In a post published on the blog yesterday, “The Snob” claims to have been handed internal documents which reveal secret payments being made from top-tier DJs to DJ Mag in return for favourable editorial coverage.

The blogger alleges that German trance megastar Paul van Dyk [pictured] has paid at least £15,000 to the magazine this year in return for favourable coverage, connecting a series of invoices paid by both van Dyk and his management to complimentary editorial content including a feature article in the August 2012 issue of the magazine. Other supposed beneficiaries of the alleged payola scheme include Dutch DJ Ferry Corsten (who, invoices supposedly show, has paid a total of £13,000 to the magazine), Greek DJ Vierro (£10,000) and Egyptian duo Aly & Fila (£10,000).

The author goes on to claim that, “Such large payments secretly changing hands between artists and DJ Mag call into question the impartiality of the magazine’s other ventures, especially the Top 100 DJ poll. While no evidence has been presented of any tampering or altering of results whatsoever, it is obvious a conflict of interest exists for an organization purporting to conduct an objective poll.”

DJ Mag later issued a statement on their website asserting that: “The invoices that have been published are for legitimate advertising and CD covermount deals. This can easily be verified by checking the magazine issues mentioned. They are not ‘secret documents’ but are confidential company invoices and have been obtained without our consent. We cannot stress enough that as guardians of the Top 100 DJs Poll we take the integrity of the Poll extremely seriously.”

The statement goes on to describe the blog post as simply an attempt to “drive traffic and interest in EDM Snob’s blog, and divert attention away from our ongoing investigation into cheating in this year’s Poll. We view the obtaining of these invoices as a criminal matter and have contacted the police.”

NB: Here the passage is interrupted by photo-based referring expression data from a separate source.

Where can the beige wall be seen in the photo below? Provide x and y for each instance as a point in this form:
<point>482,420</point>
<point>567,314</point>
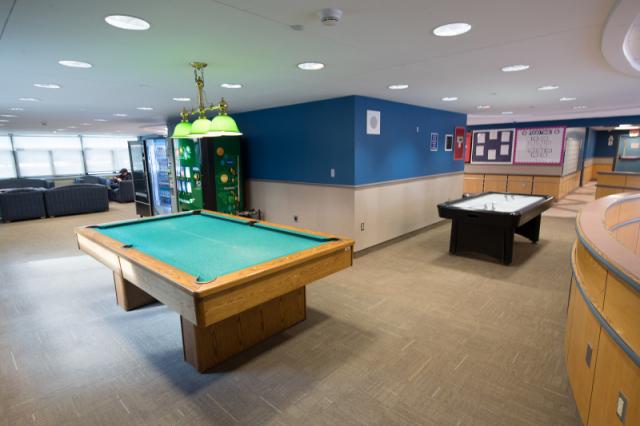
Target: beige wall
<point>322,208</point>
<point>393,209</point>
<point>387,210</point>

The allegations made by EDMSnob are obviously of a hugely serious nature and, if proven true, could pose a huge threat to DJ Mag’s reputation. However, at this stage it seems difficult to prove that the invoices uncovered are for anything other than legitimate advertising deals; indeed, “The Snob” admits that in most cases the invoices in question could be linked, at least partly, to legitimate advertising in the magazine as well as to alleged payola. Whilst the author goes on to trumpet the discovery that “a significant portion of DJ Mag’s revenue is derived from advertisements by artists, their agencies, their management or their record labels”, this is surely a plain fact for any publication which hosts clearly signposted advertising alongside editorial content, and doesn’t necessarily point to a loss of impartiality on the part of editorial staff. More news as we have it.